Told  /  TV Review

Bruce Lee’s “Warrior,” and the Politics of Kung Fu

The Max series makes a radical argument for what constitutes American history.

“Warrior” tells the story of two crime families—the Hop Wei, which Ah Sahm ultimately joins, and the Long Zii—who are embroiled in a conflict that’s known as the Tong Wars. Lin has said that he was eager to develop a relegated history while also making mainstream entertainment. “I’ve always felt like it’s such an American story, but never told,” he explained, in a 2019 interview. “Warrior” expands our ideas of what constitutes “American history” by partly focussing on another competition—between the Irish and Chinese communities in San Francisco. The Irish community is led by Dylan Leary (Dean Jagger), a de-facto labor organizer who goes to extreme lengths to maim Chinese workers in sought-after jobs, negotiating with American robber barons and elected officials. Meanwhile, the Long Zii make a deal with a nativist deputy mayor, in exchange for opium and increased policing of the Hop Wei. The deputy, who aspires to become the next mayor of San Francisco, encourages disorder in Chinatown so that he can run on a platform that involves ejecting all Chinese residents from the city. But he’s also interested in something more systematic: the creation of legislation to restrict immigration by targeting one specific ethnic group. Leary and the Long Zii both represent marginalized groups that have sold out for marginal power. It’s a clear charter to respective destruction, for the Long Zii especially, since their turf war will inevitably end with an immigration ban that will last more than sixty years, followed by another twenty-plus years of restrictions.

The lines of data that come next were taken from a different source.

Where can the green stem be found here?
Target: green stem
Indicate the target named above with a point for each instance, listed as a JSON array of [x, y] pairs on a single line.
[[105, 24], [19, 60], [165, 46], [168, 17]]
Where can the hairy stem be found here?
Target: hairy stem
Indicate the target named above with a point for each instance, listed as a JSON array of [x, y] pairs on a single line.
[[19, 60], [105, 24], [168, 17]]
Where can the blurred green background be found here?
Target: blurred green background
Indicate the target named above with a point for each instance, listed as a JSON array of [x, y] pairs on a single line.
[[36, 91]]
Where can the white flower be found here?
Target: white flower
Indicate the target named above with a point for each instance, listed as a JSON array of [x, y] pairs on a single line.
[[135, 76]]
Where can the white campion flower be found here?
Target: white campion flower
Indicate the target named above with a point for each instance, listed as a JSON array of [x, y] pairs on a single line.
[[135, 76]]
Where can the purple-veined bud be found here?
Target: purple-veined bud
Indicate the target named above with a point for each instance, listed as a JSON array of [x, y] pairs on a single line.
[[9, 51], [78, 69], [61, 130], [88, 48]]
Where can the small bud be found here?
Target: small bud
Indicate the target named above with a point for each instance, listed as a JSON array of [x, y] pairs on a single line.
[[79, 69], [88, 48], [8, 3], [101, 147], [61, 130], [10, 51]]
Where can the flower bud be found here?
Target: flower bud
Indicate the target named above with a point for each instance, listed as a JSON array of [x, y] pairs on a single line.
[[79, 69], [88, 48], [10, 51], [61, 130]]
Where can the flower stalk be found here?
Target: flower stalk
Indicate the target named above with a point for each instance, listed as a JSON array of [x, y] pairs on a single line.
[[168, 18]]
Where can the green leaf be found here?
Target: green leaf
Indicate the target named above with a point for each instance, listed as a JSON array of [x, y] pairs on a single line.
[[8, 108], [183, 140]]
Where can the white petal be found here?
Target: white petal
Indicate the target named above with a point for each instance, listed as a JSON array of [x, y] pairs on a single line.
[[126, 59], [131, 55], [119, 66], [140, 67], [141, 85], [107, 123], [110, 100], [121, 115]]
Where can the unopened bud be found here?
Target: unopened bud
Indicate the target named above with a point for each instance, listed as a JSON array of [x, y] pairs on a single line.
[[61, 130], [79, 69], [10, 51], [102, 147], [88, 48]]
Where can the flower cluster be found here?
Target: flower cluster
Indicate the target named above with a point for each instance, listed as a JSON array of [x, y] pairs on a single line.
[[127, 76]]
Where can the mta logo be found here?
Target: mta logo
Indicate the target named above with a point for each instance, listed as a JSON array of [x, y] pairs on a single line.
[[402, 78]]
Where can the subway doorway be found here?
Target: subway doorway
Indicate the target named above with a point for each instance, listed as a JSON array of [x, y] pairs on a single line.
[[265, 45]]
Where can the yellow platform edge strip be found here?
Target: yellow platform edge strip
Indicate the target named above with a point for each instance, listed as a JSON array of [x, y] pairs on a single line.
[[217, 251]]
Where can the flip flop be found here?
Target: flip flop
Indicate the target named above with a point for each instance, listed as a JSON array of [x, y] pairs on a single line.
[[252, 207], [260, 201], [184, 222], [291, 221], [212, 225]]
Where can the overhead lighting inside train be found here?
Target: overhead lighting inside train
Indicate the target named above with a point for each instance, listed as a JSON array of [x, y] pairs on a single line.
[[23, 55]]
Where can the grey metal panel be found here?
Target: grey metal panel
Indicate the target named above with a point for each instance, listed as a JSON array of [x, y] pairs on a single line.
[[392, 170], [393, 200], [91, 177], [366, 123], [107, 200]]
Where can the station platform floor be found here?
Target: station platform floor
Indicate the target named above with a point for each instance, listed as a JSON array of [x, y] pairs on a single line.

At times, “Warrior” can feel radical. It not only conjures figures who have rarely been centered on television before but also supplies these characters with rich inner lives. Still, there’s an occasional narrowness, which might be attributed to the fact that the show was conceived in the nineteen-sixties, by an actor who was predominantly interested in documenting the Chinese experience in America. There are barely any Black characters present, aside from a drug dealer and a vixen bartender, and their story lines are bland, despite occurring in the period immediately following Reconstruction. Even if the show’s focus is on Irish immigrants and Chinese people making a deal with whitey to tear one another down, it seems like there’s still an opportunity to shift the camera to nearby Stone Street, which was once the only Black enclave in San Francisco.